“Niente mascherine, schiamazzi, vomito e liti”: la movida secondo San Miniato che non dorme

Il sindaco Giglioli: “Sono disponibile a un percorso condiviso, fissiamo un incontro”

“Avventori senza mascherine, schiamazzi fino a tardi, vomito per le strade del centro e liti”. Le accuse, pesantissime, sono contenute in un esposto presentato dal gruppo di cittadini che si fa chiamare San Miniato che non dorme, consegnato ai carabinieri, al sindaco, alla polizia municipale e all’ufficio igiene pubblica nel mese di luglio.

La risposta del sindaco Simone Giglioli è un segno di apertura: “Il problema della movida in centro storico – ha detto – non è mai stato abbandonato. In passato abbiamo avuto una serie di incontri con i cittadini e con gli esercenti e siamo pronti, appena possibile, come sempre detto a riprendere il dialogo”.

Le accuse

“Ad aggravare la situazione – per il gruppo di cittadini – è stato il coronavirus. Dalla riapertura delle attività di somministrazione cibi e bevande, in clima ancora emergenziale, le cose non sono certamente andate a migliorare. Prima di tutto l’ordinanza del sindaco per la chiusura del traffico dalle 19,30 fino a mezzanotte, per tre giorni la settimana, ha sicuramente agevolato le attività, ma ha penalizzato ulteriormente i residenti, tanto più che una volta liberate le strade dai tavolini dei ristoranti e riaperto il traffico, le attività notturne di somministrazione bevande, hanno proseguito, fino alle prime ore del mattino. Questo anche dopo una seconda ordinanza del Sindaco in cui venivano indicati in modo preciso, gli orari di chiusura dei locali”.

“Tutto ciò – a detta di alcuni residenti – sta comportando notevole disagio anche per il traffico in transito, in quanto le numerose persone, che sostano nella strada, occupandone tutta l’area, impediscono il passaggio delle auto che sono costrette a fermarsi provocando liti e discussioni con i conducenti malcapitati.

La mancanza totale e assoluta di rispetto della normativa anticovid, (avventori senza mascherine e nessun distanziamento), gruppi numerosi di persone seduti sugli scalini delle abitazioni, per terra con bicchieri abbandonati per strada a fine serata, costringendo i residenti a sanificare ogni mattina, portoni, soglie, campanelli delle proprie abitazioni”

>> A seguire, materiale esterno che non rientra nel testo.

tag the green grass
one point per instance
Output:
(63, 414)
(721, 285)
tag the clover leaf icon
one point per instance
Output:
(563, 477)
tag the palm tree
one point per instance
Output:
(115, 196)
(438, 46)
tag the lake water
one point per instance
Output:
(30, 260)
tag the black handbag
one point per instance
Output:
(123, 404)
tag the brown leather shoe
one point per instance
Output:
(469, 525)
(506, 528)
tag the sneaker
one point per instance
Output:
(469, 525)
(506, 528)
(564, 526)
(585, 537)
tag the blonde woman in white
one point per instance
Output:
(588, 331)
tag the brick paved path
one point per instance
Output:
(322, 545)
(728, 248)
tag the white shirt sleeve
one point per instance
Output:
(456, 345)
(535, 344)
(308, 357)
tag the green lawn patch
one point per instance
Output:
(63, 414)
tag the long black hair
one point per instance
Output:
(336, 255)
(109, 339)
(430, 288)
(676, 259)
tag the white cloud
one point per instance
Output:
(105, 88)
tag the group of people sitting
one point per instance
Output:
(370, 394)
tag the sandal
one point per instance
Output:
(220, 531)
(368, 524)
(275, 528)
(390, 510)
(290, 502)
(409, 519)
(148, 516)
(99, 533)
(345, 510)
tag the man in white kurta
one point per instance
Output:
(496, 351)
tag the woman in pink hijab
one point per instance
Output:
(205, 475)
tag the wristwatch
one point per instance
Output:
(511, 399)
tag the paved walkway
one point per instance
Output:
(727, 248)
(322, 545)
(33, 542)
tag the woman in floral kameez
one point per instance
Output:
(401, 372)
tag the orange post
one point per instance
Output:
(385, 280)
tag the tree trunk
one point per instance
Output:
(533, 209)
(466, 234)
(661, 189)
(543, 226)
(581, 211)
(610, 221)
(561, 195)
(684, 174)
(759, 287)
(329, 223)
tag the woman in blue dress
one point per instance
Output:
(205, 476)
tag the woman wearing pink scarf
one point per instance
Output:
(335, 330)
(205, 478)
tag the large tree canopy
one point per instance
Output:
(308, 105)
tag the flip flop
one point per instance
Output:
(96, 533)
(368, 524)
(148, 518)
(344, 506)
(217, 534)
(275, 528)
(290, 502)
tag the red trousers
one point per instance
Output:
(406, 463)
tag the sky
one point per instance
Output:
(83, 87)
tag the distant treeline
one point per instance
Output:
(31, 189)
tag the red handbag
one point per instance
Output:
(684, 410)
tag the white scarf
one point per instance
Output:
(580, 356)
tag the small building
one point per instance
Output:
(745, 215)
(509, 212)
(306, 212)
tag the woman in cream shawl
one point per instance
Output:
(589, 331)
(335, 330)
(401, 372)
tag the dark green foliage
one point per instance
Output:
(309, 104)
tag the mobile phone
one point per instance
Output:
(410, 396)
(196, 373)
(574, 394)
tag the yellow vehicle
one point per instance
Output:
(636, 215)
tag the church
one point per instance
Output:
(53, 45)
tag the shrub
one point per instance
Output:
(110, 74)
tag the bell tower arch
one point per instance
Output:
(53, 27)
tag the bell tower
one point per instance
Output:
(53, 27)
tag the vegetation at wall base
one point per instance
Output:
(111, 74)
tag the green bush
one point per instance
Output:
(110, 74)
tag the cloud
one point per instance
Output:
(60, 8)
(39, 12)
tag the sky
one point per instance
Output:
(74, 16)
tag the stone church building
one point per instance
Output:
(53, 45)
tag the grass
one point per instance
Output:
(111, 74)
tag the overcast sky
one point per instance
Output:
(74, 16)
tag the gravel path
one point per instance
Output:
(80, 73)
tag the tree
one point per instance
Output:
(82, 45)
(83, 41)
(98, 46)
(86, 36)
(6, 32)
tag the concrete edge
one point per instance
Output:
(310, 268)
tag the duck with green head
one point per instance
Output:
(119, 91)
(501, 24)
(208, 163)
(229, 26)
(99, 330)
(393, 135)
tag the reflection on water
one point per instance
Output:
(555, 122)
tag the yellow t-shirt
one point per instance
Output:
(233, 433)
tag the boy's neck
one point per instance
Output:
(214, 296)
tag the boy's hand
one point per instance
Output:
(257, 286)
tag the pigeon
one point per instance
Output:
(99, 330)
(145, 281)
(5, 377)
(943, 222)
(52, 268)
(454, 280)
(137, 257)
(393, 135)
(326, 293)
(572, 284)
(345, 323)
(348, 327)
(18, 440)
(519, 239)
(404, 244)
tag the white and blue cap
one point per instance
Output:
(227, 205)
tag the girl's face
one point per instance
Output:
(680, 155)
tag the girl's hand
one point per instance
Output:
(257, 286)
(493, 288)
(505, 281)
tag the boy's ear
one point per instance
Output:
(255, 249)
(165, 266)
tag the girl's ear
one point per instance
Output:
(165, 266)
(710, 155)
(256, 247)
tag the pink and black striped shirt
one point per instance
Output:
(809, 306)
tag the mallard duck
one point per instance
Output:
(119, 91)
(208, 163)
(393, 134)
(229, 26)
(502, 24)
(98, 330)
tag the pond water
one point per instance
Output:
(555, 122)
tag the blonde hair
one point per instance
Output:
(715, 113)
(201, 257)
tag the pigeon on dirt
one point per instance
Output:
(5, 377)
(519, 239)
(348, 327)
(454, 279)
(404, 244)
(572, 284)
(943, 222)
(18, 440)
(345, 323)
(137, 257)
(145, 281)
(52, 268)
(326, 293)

“Infine – denunciano – il passaggio continuo dopo la mezzanotte, di gruppi di motorini con marmitte ‘stubate’, quasi facessero a gara in un circuito, per quasi un’ora. Strade sporche di bevande versate, residui di vomito e di urina lungo le strade principali e immediatamente adiacenti, schiamazzi, cori, grida e canti notturni, senza considerare le scampanellate alle porte dei residenti”.

La risposta

“Siamo di fronte a una situazione che sta mutando velocemente – spiega il primo cittadino – e questo ci costringe a adottare nuove misure. Abbiamo delle restrizioni per l’orario di chiusura dei locali e sono stati incrementati i controlli, anche in collaborazione con le forze dell’ordine, proprio per limitare assembramenti e comportamenti non corretti. Sappiamo bene che queste misure da sole non bastano, per questo propongo di avviare un percorso condiviso che vede sedere al tavolo, oltre alle istituzioni e ai residenti, anche gli esercenti, il Ccn di San Miniato e le organizzazioni di categoria, in modo da trovare soluzioni che possano essere veramente efficaci e non palliativi, dove tutti gli attori coinvolti si assumono la responsabilità e partecipano attivamente al percorso.

Sono a disposizione – conclude il sindaco – per fissare un incontro, intanto chiedo ai gestori dei locali il massimo rispetto delle regole in vigore perché la possibilità di limitare gli assembramenti passa anche dal rispetto di queste regole”.